As this dynamic has developed, Obama and his assistants have continued to talk down the economy threatening a “depression” unless his pork-barrel spending bill was approved. The result has been the drying up of demand. Roosevelt punished businessmen with confiscatory taxes and changing regulations that paralyzed investing. The 1930s were a time of “capital strike.” Something similar could occur as huge amounts of money sits on the sidelines waiting to see if investing will become attractive again.
The ratio of cash on hand to U.S. market capitalization jumped 86 percent in the first 11 months of the year, the biggest increase since the Fed began keeping records in 1959, as the U.S., Europe and Japan fell into the first simultaneous recessions since World War II.
What will make the owners of this money decide to invest ? I don’t think the stimulus bill is the thing. Nor is a campaign to cancel contracts entered into freely and voluntarily. The present campaign to renegotiate mortgages in bankruptcy court is a terrible idea. Those of us who are current in our mortgages do not seem to be Obama’s favorites. The results of previous attempts at mortgage renegotiation have not done well with a 36% delinquency rate at 3 months and 60% at 8 months.
The crisis has become a political football and those rarely result in good outcomes.
Tony Blankley has some related thoughts on Obama’s governing style.
I’ve personally experienced the demand side of the dollar trade. Foolishly, I only looked at the supply side as the Fed turbo’d the presses. I kept putting on short $ trades only to see them fail time after time. Finally dawned on me that I was right, but only by half. Sure the $ is weak, but in the fiat currency world it’s always ‘grading on the curve’. Thus, demand and a bank collapse in Europe exceeding ours, along with several other factors have kept the $ up there. We often heap contempt on our banks’ LTRs of 30-1 give or take, but I understand that the euro banks were doing an average of around twice that. Just wow.

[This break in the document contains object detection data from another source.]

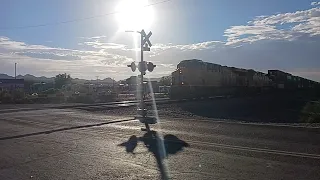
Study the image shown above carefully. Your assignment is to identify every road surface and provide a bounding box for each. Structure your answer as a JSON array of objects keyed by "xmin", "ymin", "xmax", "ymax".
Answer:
[{"xmin": 0, "ymin": 109, "xmax": 320, "ymax": 180}]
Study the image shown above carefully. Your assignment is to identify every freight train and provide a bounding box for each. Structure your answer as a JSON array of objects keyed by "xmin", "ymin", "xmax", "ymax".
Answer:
[{"xmin": 170, "ymin": 59, "xmax": 319, "ymax": 99}]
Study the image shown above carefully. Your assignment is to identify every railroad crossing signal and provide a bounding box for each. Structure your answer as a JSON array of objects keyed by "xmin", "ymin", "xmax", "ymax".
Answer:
[
  {"xmin": 140, "ymin": 29, "xmax": 152, "ymax": 51},
  {"xmin": 127, "ymin": 61, "xmax": 156, "ymax": 73},
  {"xmin": 127, "ymin": 62, "xmax": 137, "ymax": 72},
  {"xmin": 147, "ymin": 62, "xmax": 156, "ymax": 72}
]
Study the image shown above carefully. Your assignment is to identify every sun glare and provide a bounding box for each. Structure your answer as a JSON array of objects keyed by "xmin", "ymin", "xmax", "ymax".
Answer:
[{"xmin": 116, "ymin": 0, "xmax": 153, "ymax": 31}]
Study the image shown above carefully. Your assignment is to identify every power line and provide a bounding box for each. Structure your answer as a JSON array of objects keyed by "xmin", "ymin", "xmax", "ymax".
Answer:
[{"xmin": 0, "ymin": 0, "xmax": 171, "ymax": 30}]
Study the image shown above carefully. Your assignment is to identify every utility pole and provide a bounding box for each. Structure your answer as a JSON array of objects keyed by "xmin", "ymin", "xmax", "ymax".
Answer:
[
  {"xmin": 14, "ymin": 63, "xmax": 17, "ymax": 79},
  {"xmin": 126, "ymin": 29, "xmax": 157, "ymax": 131}
]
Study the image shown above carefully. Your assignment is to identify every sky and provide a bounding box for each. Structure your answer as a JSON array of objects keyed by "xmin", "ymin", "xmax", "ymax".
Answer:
[{"xmin": 0, "ymin": 0, "xmax": 320, "ymax": 81}]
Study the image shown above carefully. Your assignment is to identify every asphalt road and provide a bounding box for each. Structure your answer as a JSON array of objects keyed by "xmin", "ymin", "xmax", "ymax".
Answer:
[{"xmin": 0, "ymin": 109, "xmax": 320, "ymax": 180}]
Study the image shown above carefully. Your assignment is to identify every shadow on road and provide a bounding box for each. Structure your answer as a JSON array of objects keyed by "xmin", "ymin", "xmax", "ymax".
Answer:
[
  {"xmin": 0, "ymin": 119, "xmax": 134, "ymax": 141},
  {"xmin": 119, "ymin": 131, "xmax": 189, "ymax": 179},
  {"xmin": 179, "ymin": 93, "xmax": 315, "ymax": 123}
]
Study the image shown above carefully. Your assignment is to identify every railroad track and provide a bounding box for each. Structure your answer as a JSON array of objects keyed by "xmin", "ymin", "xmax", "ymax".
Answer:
[{"xmin": 0, "ymin": 96, "xmax": 231, "ymax": 114}]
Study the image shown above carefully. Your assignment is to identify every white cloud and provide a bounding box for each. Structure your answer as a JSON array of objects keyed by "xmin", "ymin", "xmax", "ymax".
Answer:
[
  {"xmin": 224, "ymin": 7, "xmax": 320, "ymax": 45},
  {"xmin": 311, "ymin": 2, "xmax": 320, "ymax": 6},
  {"xmin": 0, "ymin": 4, "xmax": 320, "ymax": 81}
]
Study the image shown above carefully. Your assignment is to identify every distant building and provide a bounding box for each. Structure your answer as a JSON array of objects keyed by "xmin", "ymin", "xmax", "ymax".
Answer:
[{"xmin": 0, "ymin": 79, "xmax": 24, "ymax": 91}]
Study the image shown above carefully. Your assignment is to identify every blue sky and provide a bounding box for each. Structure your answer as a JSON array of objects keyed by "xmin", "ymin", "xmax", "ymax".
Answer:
[{"xmin": 0, "ymin": 0, "xmax": 320, "ymax": 81}]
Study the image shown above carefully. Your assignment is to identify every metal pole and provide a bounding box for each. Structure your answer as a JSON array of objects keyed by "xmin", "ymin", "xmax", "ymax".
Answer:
[
  {"xmin": 14, "ymin": 63, "xmax": 17, "ymax": 79},
  {"xmin": 140, "ymin": 33, "xmax": 145, "ymax": 113},
  {"xmin": 140, "ymin": 33, "xmax": 150, "ymax": 131}
]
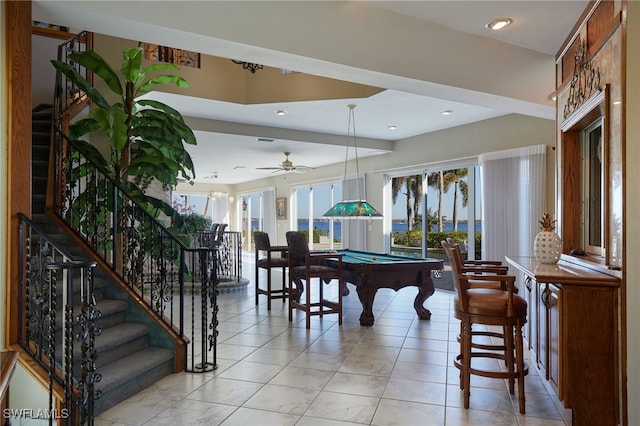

You’re bringing some excellent sources on these financial issues. Good choices.
This was a world-wide bubble and Britain is in even more trouble. Switzerland is not. Is there a lesson ?
From my latest industry reading, it appears likely that we’ll soon hear some noise about the weaker Euro members dropping out of the Euro Union in order to get out from under the euro and the heavy hand of the German bankers and the ECB. They are desperate to inflate their currencies to enhance exports and pay down debt. Same old story. The latest problem the big Euro banks, including Swiss’ UBS, are facing are the bad loans to the eastern bloc nations. These make up something like 80% of their book, and evidently another reason why the euro has been under heavy selling. Dollar is skying again today. But gold is not retreating, showing that almost all currencies are being pressured. Gold may be overbought, but only by the usual buyers. Panic buyers are still on the sidelines.
The big Asians, ex-Japan, may be in disarray, but they have something we and the Euros don’t. More cash reserves than debt. Left overs from their export boom times. If they can successfully hold down their people while re-configuring to a domestic economy, they have a great shot at moving to the top of the heap. But that’s another relative top as in a stronger $, since that would just mean the heap has fallen faster and further than they have.
Keeping up with all this fills my plate. Don’t know how you do politics and the rest at the same time. Of course, this is part of my livelihood, so perhaps that’s it…
[…] Micah wrote an interesting post today onHere’s a quick excerptThe 1930s were a time of “capital strike.” Something similar could occur as huge amounts of money sits on the sidelines waiting to see if investing will become attractive again. The ratio of cash on hand to U.S. market … […]
Fascinating. I’m wondering about the eternal human belief that politics will solve all problems.